The EU has been working for several years on its Digital Agenda for Europe to create a single market for mobile communications and internet services. A major step in this approach is to abolish roaming charges across the EU, which is planned for June 2017. This is one of the major challenges for telecoms, with an EU estimate of a revenue loss of over €7 billion in cash flow across the European Union. The new regulations will continue to drive down ARPU and remove a previously high margin revenue stream. This has to be countered by getting smarter, cross-selling other services, outsourcing non-core activities and optimising all operations to reduce cost.

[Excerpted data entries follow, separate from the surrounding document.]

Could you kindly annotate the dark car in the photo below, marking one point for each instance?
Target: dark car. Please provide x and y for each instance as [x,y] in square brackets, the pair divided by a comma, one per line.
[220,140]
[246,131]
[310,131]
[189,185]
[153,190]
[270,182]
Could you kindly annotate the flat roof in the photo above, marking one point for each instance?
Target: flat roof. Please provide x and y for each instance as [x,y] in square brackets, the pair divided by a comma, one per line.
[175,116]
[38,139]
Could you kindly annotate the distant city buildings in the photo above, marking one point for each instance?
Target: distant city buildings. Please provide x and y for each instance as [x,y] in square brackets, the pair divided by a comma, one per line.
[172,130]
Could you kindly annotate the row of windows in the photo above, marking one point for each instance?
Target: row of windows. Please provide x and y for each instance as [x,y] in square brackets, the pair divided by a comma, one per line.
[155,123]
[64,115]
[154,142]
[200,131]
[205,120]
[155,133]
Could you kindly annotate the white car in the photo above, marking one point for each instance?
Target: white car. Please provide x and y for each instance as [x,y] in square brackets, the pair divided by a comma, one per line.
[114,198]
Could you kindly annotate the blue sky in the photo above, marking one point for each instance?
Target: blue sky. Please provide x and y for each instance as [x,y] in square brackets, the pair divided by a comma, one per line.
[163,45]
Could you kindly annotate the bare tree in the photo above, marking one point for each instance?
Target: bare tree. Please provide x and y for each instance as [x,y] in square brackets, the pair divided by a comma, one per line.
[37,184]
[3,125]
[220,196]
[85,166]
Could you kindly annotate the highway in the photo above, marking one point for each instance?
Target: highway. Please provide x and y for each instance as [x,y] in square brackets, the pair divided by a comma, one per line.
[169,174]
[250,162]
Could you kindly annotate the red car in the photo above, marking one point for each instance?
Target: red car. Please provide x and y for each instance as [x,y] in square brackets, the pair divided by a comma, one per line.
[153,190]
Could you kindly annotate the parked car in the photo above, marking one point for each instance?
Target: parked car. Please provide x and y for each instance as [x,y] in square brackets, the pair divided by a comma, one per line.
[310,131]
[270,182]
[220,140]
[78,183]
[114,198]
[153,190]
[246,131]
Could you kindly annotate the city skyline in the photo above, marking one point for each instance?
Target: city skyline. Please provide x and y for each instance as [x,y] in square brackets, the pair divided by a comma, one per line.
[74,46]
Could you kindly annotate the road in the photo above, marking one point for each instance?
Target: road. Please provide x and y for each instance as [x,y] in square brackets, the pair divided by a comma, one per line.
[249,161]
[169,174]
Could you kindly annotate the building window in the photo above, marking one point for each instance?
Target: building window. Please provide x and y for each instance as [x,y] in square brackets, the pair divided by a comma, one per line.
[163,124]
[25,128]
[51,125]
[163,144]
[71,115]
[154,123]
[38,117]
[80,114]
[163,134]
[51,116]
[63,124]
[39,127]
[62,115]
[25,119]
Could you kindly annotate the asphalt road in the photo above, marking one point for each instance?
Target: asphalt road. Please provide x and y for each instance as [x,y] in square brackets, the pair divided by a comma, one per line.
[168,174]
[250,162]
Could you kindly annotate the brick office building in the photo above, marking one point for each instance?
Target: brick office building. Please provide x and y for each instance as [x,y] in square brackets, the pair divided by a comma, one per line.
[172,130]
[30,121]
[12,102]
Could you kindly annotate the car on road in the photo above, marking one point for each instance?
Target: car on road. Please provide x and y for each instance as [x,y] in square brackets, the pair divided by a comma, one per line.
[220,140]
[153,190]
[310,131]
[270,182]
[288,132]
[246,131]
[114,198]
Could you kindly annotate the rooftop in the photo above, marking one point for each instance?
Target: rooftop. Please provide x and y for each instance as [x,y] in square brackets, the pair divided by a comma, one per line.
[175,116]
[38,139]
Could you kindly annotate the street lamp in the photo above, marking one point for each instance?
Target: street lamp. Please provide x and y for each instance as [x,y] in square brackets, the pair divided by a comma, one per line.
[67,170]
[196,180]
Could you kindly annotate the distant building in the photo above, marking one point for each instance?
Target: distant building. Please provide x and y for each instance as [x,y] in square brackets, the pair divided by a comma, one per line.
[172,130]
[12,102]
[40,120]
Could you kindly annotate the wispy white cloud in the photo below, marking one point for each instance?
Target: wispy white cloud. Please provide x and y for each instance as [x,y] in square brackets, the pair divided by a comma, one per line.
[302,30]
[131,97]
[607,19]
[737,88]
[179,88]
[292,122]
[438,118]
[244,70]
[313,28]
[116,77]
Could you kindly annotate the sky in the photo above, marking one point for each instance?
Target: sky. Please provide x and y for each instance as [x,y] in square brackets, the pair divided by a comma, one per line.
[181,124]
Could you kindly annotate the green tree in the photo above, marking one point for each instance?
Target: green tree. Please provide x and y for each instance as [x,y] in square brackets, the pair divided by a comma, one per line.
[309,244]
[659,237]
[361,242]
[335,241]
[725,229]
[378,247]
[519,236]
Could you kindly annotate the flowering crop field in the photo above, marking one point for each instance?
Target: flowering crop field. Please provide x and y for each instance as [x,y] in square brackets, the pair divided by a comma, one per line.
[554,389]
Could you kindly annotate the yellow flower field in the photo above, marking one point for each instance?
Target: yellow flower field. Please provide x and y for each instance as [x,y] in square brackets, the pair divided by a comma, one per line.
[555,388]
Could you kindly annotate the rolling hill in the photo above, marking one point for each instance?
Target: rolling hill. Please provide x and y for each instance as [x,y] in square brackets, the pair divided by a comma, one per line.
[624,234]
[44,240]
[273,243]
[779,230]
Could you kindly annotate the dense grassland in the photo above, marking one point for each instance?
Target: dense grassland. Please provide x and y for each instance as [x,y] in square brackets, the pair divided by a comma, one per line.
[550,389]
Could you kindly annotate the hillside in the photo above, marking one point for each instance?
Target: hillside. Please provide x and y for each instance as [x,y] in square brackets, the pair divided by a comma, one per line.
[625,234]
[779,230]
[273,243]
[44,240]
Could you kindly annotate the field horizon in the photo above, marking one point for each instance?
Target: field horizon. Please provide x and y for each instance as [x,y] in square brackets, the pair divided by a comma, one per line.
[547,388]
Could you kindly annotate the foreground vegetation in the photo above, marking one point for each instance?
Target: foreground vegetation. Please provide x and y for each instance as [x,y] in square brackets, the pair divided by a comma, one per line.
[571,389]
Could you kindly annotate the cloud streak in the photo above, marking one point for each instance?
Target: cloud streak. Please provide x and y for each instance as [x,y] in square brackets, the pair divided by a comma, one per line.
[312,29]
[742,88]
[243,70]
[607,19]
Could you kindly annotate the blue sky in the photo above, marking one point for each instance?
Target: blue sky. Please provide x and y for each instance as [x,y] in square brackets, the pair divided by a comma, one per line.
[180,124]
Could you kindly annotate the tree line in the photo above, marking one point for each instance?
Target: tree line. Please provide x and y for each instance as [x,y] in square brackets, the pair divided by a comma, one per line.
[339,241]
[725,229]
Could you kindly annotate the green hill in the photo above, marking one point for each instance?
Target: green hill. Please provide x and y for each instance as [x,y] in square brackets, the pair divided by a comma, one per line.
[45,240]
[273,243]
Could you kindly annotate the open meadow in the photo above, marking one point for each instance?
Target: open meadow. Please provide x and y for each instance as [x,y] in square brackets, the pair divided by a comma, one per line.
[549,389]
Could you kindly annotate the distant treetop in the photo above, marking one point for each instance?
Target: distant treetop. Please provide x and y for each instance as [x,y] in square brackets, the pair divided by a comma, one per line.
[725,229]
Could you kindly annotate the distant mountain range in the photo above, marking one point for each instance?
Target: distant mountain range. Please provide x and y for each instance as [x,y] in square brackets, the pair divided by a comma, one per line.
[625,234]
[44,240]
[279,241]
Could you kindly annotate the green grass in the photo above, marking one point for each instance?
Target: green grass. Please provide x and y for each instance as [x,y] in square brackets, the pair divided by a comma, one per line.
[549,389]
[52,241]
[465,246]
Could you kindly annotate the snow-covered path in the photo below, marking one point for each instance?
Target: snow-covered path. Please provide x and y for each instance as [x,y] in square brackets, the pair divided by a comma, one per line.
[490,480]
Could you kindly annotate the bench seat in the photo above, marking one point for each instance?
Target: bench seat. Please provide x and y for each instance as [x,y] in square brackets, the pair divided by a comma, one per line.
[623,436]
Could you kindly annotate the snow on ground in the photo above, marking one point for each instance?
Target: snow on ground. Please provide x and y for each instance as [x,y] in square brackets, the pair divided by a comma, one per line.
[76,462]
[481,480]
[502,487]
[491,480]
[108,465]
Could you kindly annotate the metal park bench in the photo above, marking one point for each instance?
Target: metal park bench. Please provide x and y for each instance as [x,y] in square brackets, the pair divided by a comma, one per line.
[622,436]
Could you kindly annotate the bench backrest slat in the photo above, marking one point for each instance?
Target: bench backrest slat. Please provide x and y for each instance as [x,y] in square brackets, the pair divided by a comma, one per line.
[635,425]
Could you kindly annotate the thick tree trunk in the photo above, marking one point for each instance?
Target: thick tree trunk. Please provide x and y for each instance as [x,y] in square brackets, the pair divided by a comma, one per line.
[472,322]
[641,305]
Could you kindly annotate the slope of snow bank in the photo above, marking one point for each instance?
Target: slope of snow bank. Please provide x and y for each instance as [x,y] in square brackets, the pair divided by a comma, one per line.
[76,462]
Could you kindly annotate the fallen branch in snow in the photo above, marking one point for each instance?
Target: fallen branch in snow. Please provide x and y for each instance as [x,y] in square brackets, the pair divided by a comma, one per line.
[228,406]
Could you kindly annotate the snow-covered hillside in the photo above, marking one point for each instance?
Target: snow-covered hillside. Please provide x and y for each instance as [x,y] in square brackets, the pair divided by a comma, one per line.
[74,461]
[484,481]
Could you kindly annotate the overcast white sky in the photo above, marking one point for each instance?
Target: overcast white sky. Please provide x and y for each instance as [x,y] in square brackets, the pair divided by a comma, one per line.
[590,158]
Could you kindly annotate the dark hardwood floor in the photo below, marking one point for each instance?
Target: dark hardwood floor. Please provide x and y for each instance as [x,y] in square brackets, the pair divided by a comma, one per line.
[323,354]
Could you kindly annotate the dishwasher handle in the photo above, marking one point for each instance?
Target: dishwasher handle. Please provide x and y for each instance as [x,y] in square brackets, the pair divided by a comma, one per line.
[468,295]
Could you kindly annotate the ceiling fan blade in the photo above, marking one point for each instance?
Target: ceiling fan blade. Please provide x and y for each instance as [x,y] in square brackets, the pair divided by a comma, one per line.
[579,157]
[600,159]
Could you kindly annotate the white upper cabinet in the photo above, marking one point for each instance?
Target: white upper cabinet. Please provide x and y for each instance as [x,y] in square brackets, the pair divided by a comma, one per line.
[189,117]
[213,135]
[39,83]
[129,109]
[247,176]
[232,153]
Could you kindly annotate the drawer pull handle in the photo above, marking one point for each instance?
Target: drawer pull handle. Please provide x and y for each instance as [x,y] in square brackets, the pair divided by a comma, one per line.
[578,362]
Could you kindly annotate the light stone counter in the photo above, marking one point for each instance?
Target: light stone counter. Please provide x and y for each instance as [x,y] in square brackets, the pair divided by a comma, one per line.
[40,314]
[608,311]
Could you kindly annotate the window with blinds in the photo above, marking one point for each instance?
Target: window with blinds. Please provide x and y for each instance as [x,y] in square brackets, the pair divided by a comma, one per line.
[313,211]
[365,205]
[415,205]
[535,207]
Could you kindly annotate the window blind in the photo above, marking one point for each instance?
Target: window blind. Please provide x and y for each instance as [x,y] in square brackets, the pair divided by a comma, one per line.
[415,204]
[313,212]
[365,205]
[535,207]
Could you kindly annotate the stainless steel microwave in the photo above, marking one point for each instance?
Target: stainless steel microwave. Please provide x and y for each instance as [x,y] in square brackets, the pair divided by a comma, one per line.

MNOs should take this new EU regulation on roaming as an opportunity to re-assess the strengths and weaknesses of their business to overcome this challenge and prepare for the future, to ensure business profitability. The review of the entire customer life cycle with the help of external experts can enable organisations to have a gap analysis of their existing business policies, systems, processes, models etc. against global best practices. The outcome of this benchmarking will be a roadmap to implement the identified potential initiatives that will ultimately lead to effective decisioning across acquisition, customer management, collections and fraud prevention.

An out-of-the-box strategic model for pan-European telecoms credit risk teams that creates new models, such as for ‘hub and spoke’, will cater to the need for efficiency of data gathering, de-duplication, analysis, use and re-use, consistently, across countries. Higher efficiency, better productivity and optimisation will enable the business to achieve its goals to retain profitable customers, reduce churn, minimise operational costs and fraud losses, in order to re-establish telecoms companies on the path to profitability.